Dropkick Murphys: The importance of being earnest

Ken Casey is calling from Denver, Colorado. The Dropkick Murphys frontman seems in a chipper mood, but then it’s the very day that the Boston Irish punk troupe releases their new album, “Going Out In Style.” Seems Casey has something else to be cheerful about, though.
“It’s going to be 70 degrees here today,” he says with great relish.

“It’s great to have only a shirt on. I might even go and buy a pair of shorts,” he boasts.

After an incredibly bitter winter in his hometown, his joy is palpable.

As for the record, the band brings in old pals like Bruce Springsteen and comedian Lenny Clarke as guest vocalists, but South Boston writer Michael Patrick MacDonald — author of “All Souls” and “Easter Rising” — takes a larger role, fleshing out a basic theme into a fully realized story.

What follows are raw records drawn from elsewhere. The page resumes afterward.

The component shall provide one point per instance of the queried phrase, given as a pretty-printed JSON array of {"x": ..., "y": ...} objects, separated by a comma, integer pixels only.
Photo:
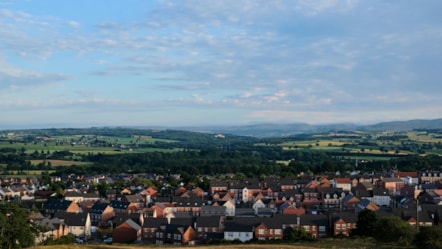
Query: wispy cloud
[{"x": 297, "y": 59}]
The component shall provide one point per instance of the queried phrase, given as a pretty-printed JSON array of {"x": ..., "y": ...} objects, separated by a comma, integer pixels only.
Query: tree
[
  {"x": 429, "y": 237},
  {"x": 394, "y": 229},
  {"x": 299, "y": 234},
  {"x": 15, "y": 227},
  {"x": 365, "y": 226}
]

“It’s a traditional with Irish music that used to happen fairly regularly,” Casey says of literary and musical hook-ups. “If you look at James Joyce’s ‘Finnegan’s Wake’ coming from a song. ‘The Old Triangle’ inspired by a Brendan Behan play, it’s kind of a lost art. Especially because of the way people get their music now by iTunes and all that. We still try to make albums. It’s an exiting idea to us. But it seems in order to get people to take notice of an album, you almost have to do something like this rather than it be just a bunch of songs.”